Gevolgen van verjaring van schulden of verjaring van een vordering

Als een rechtsvordering is verjaard, kan deze rechtsvordering niet meer worden afgedwongen. Als een rechtsvordering is verjaard, betekent dit echter niet dat deze niet meer bestaat. Na verjaring van schulden of verjaring van vorderingen blijft de verbintenis van de schuldenaar als natuurlijke verbintenis bestaan. Een natuurlijke verbintenis is dus niet meer afdwingbaar maar een natuurlijke verbintenis kan bijvoorbeeld wel worden verrekend, indien de schuldeiser ook een schuld aan zijn schuldenaar heeft. Ook betekent betaling van een reeds verjaarde vordering niet dat de schuldenaar zijn betaling kan terugvorderen als hij er later achter komt dat de vordering eigenlijk was verjaard. De vordering bestond immers nog als natuurlijke verbintenis en er bestaat dan geen grond om deze terug te vorderen. Ook niet op grond van onverschuldigde betaling omdat de betaling nog wel verschuldigd was, alleen deze kon in principe niet meer door schuldeiser worden afgedwongen omdat deze verjaard was.

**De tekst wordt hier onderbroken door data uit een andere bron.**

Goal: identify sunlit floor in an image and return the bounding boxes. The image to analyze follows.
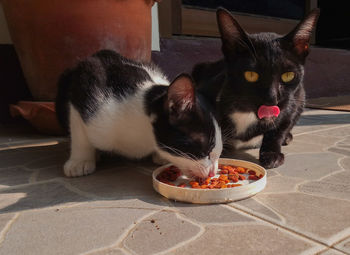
[0,110,350,255]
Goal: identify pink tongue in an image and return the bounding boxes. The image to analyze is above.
[258,105,280,119]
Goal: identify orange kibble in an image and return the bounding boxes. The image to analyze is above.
[238,174,246,181]
[228,169,235,174]
[219,174,228,180]
[204,177,211,185]
[236,166,247,174]
[228,174,238,182]
[248,174,259,181]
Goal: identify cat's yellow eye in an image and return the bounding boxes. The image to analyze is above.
[281,72,295,82]
[244,71,259,82]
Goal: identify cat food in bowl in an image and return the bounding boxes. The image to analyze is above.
[153,158,266,204]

Verjaring van een vordering tot nakoming

Een veelvoorkomende rechtsvordering die kan verjaren is de vordering tot nakoming van een verbintenis uit overeenkomst. Een dergelijke vordering vloeit meestal voort uit, bijvoorbeeld, geleverde diensten of geleverde producten waarvoor uiteindelijk een factuur is verstuurd. De verkoper/dienstverlener heeft dan een vordering tot nakoming. Deze vordering tot nakoming verjaart op grond van artikel 3:307 lid 1 BW van het Burgerlijk Wetboek vijf jaar vanaf de dag nadat de vordering opeisbaar is geworden. Een verjaringstermijn van een factuur is dus vijf jaar en één dag na de vervaldatum van de factuur. Een factuur die op 31 december 2014 opeisbaar werd, is op 1 januari 2020 verjaard. Een verjaringstermijn van een factuur bewaken is dus van groot belang. Niet alleen de verjaringstermijn van de factuur is daarbij van belang maar ook bijvoorbeeld wettelijke of contractuele rente die kan worden gevorderd over de hoofdsom. Deze sommen verjaren ook na 5 jaar op grond van artikel 3:308 van het Burgerlijk Wetboek.

Stuiting van verjaring van een vordering

Als een vordering dreigt te verjaren heeft de schuldeiser de mogelijkheid om de aanstaande verjaring te stuiten. Dat betekent dat hij ondubbelzinnig zich het recht voor behoudt de rechtsvordering af te dwingen. Bij stuiting van een verjaringstermijn begint een nieuwe verjaringstermijn te lopen die gelijk was aan de verjaringstermijn die door het bericht van de schuldeiser is gestuit.

Vonnissen

Als er sprake is van een rechtsvordering uit hoofde van een vonnis dan verjaart deze na een termijn van 20 jaar. Een vonnis heeft dus, zo zou men kunnen zeggen, een geldigheidsduur van 20 jaar. Echter, ook na het verstrijken van die 20 jaar resteert een natuurlijke verbintenis. De bepalingen uit het vonnis zijn dus 20 jaar na de datum van het vonnis niet geheel nutteloos geworden, het vonnis kan dan echter niet meer afgedwongen worden door middel van bijvoorbeeld tenuitvoerlegging van het vonnis.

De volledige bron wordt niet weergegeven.